45. Sharing is Killing

77 7 6
                                        

Jake masih merasa bahwa semua itu adalah mimpi. Petualangan di Duat. Tangan-tangan buntung itu. Portal lintas alam persimpangan itu. Mayat-mayat pasir. Kapal Taweret. Taweret. Harrow. Wow.... Namun, meskipun semuanya terasa seperti mimpi, satu hal yang begitu segar diingatan Jake adalah kecupan hangat Steven di pipinya. Begitu pula dengan janjinya untuk belajar mencintai Jake.

Jake tak berani menanyakan soal janji itu setelah mereka pulang dari rumah sakit. Steven dan Marc juga tak mengungkitnya. Mereka pulang dan semuanya kembali normal. Namun semuanya berubah saat Marc menyeret Steven ke dalam Headspace, membuat Jake terperangkap dalam tubuh yang kekurangan darah dan nutrisi itu.

Tak butuh waktu lama sampai Jake mendengar desahan dan erangan Steven yang bergema bagaikan nyanyian. Jelas terdengar bahwa pria pujaannya itu tenggelam dalam kenikmatan birahi. Ia terus merintih, memohon lagi dan lagi, membuat ranjang peot itu berderit tanpa henti. Dari mulutnya, hanya keluar nama Marc. Ia menyebutkannya seperti melodi, membuat Marc kehilangan kendali.

Jake menyumpal mulutnya dengan semua makanan yang mereka bawa dari rumah sakit, mencoba untuk mengalihkan perhatian. Mencoba fokus pada rasa lapar yang menggerogoti tubuhnya setengah mati. Tapi sayang, melodi yang keluar dari mulut Steven mendominasi pendengarannya. Hati Jake hancur. Segera ia sadar, bahwa janji itu hanyalah omong kosong. Ia pun menangis semalaman, dan Jake bukanlah tipe pria yang suka menangis. Pikiran negatif menguasainya. Ia merasa begitu bodoh karena percaya kalau orang sepertinya layak mendapatkan kesempatan.

Namun besoknya, Steven membangunkannya, memintanya untuk co-fronting dengannya. Mereka mau menemui Layla di pameran. Hanya mereka berdua yang pergi, tanpa Marc.

Jake tahu alasan Steven mengajaknya adalah karena ia ingin memperkenalkan Jake dengan Layla, bukan karena ingin menghabiskan waktu bersamanya. Jake menjadi cukup kesal setelah tahu akan alasan itu. Namun semuanya berubah saat Steven membawanya berpetualang mencari sarapan.
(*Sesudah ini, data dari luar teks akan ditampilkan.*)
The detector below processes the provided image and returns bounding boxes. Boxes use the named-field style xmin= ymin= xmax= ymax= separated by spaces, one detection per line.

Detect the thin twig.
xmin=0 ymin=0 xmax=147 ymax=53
"Kita harus makan dulu, hmm? Aku masih merasa lemas. Makanan dari rumah sakit sepertinya masih belum cukup untuk membuat energi kita pulih. Akan sangat tidak lucu kalau kita tiba-tiba pingsan saat di pameran, 'kan Jake? Kasihan Layla," ujarnya.

Awalnya Jake tidak merespon, karena ia ingin Steven tahu bahwa ia kecewa. Namun mendengar Steven begitu semangat berceloteh sambil terus-terusan tersenyum manis padanya melalui kaca-kaca toko, Jake lemah. Ia tak bisa menolak senyuman itu. Apalagi saat Steven seolah-olah membuat senyuman itu khusus untuk Jake.

"Maaf, Jake. Aku... aku tak bisa melakukan semua ini dengan cepat," kata Steven tiba-tiba. Saat itu mereka sudah di restoran vegan, sarapan salad mentimun. Jake sangat senang mendengar Steven bercerita tentang mimpi-mimpinya yang aneh. Ia nampak begitu semangat, dengan kabel earphone menggelantung di telinganya, jadi seolah-olah ia bicara dengan seseorang di telepon, sehingga orang-orang di sekitar tak menganggapnya gila. Jake sangat jatuh cinta, tenggelam dalam pesona Steven melalui jendela restoran. Bahkan sampai saat Steven tiba-tiba mengatakan itu, ia masih belum fokus sepenuhnya. "Kau tak keberatan 'kan kalau kita pelan-pelan? Maksudku...."

Jake paham betul apa maksudnya. Ia sama sekali tidak keberatan. Asal itu Steven, ia tak peduli meskipun harus menunggu seumur hidup.

"Of course, Steven. I'll wait you, and I'll be so patient. Because you're everything I ever wanted, cariño."

Telinga Steven menyala merah. Sipu malunya membuat Jake menahan diri agar tidak mengeluarkan hatinya dan menyerahkannya mentah-mentah pada Steven.

Perkenalan Layla berjalan dengan baik. Saking baiknya, tidak ada yang terasa menarik bagi Jake. Ia yakin, jika Layla membuat peringkat tentang siapa yang paling disukainya dari mereka bertiga, Jake pasti berada di urutan paling bawah.